Lessons in cooperative thinking with Raiffeisen’s Theresia Theurl

Basically there are two ways to get societies out of poverty, both rooted in 19th century Germany. One goes back to Karl Marx, urging proletarians to conquer the state to strengthen their economic position. The other goes back to Friedrich Raiffeisen (1818-1888), the Mayor of a village near Cologne. On the basis of his Christian beliefs he taught poor people to help themselves by cooperating. Raiffeisen’s ideas strongly influenced agricultural and horticultural industries.

Professor Theresia Theurl, Head of the Department for Co-operatives at Münster University (Germany) tells us how Raiffeisen’s ideology has influenced co-operatives both then and now.

“Raiffeisen lived in the mid-19th Century when many Europeans were poverty-stricken. He cared about their problems, but unlike Marx he didn’t believe the state should improve their fate, rather, people should find their own solutions. He never stopped explaining his ideas and succeeded in innovating society. He was convinced that you can achieve together what you cannot on your own. All those small German farmers were weak on their own, but strong together. When there was a famine, Raiffeisen wouldn’t buy bread for the poor. Instead he founded a co-operative so they could buy flour and bake their own bread. He also used the co-operative model to establish banks thus giving poor farmers access to credit with which to invest.

“Co-operatives go back to medieval times (Hanze cities, guilds). But Raiffeisen was the right man at the right time, because he understood their potential. He said, ‘I can only help people if they learn to solve their problems themselves.’ Co-operatives are not a form of altruism but rather ‘well-defined self-interest’ as people would say in those days.

By constantly writing and speaking about his ideas and founding co-operatives whenever and wherever he could, he became the founding father of co-operatives in Germany and worldwide. Nowadays there are co-operatives (agricultural and others) in more than one hundred countries.

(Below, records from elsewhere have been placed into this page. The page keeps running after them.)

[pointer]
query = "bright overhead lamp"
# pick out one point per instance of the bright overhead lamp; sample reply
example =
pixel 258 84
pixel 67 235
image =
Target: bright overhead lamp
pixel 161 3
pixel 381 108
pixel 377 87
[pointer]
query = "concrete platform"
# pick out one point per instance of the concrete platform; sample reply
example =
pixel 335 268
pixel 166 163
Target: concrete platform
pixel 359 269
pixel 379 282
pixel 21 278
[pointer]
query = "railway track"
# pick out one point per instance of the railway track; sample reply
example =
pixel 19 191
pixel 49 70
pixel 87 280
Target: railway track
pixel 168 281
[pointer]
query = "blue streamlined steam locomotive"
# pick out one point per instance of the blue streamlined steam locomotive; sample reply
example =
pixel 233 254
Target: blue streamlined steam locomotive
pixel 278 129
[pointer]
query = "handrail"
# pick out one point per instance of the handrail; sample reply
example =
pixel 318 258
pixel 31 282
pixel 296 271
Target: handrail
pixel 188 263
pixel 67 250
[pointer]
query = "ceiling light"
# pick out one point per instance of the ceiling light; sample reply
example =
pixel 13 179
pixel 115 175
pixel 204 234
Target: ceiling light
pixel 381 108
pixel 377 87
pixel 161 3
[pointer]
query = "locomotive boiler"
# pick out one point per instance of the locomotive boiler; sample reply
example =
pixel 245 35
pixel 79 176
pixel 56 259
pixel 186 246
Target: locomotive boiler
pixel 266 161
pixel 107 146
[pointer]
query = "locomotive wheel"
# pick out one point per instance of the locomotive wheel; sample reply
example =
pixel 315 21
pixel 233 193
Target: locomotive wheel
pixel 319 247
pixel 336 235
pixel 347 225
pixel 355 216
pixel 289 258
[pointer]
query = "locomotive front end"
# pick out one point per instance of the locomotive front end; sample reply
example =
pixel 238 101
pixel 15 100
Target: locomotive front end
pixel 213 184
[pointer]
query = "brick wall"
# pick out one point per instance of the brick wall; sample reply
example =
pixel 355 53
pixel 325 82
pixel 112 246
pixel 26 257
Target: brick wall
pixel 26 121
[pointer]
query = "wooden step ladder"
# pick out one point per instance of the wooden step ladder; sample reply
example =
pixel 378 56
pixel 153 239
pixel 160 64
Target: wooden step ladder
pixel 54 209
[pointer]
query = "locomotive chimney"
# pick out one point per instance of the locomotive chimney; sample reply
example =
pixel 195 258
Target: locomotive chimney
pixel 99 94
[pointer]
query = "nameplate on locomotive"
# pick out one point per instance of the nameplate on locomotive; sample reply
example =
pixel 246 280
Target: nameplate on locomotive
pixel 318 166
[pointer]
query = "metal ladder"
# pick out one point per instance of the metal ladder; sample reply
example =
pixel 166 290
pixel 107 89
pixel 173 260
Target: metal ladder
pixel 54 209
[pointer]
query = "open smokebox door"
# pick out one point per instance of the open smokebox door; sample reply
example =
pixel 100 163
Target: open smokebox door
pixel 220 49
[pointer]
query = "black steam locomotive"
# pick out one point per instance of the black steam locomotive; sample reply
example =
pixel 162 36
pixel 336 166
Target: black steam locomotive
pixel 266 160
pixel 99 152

“In Raiffeisen’s co-operative model, many small owners have a vote. Co-operatives are successful if they are not too large and members agree on key issues. But I also know examples of extremely well-functioning co-operatives with over 40,000 members. Still, a good co-operative needs good organization. And of course it has to be profitable. To be successful it should have existing assets.

If the members of a co-operative think the co-operative has outlived its initial goals, they should ask if it is still relevant and what alternatives exist. It often appears that the alternatives are less attractive than the co-operative itself. Then people are back on track of talking again which is vital for any co-operative. In order to be economically successful you have to solve your group problems together.

“One shouldn’t establish a co-operative if the only goal is a high yield. The achievements of a co-operative and the relations with its members are vital for any co-operative. A co-operative is not about tomorrow’s yield; it is about long-term achievements for its members.

“Since Raiffeisen’s day his ideas have spread worldwide. You also find co-operatives in Latin America and Africa, established to strengthen people’s stake in their vocation. People  have  realized that you may move fast on your own, but you need to cooperate to reach the finish line. I think that is the foremost idea Friedrich Wilhelm Raiffeisen taught us.”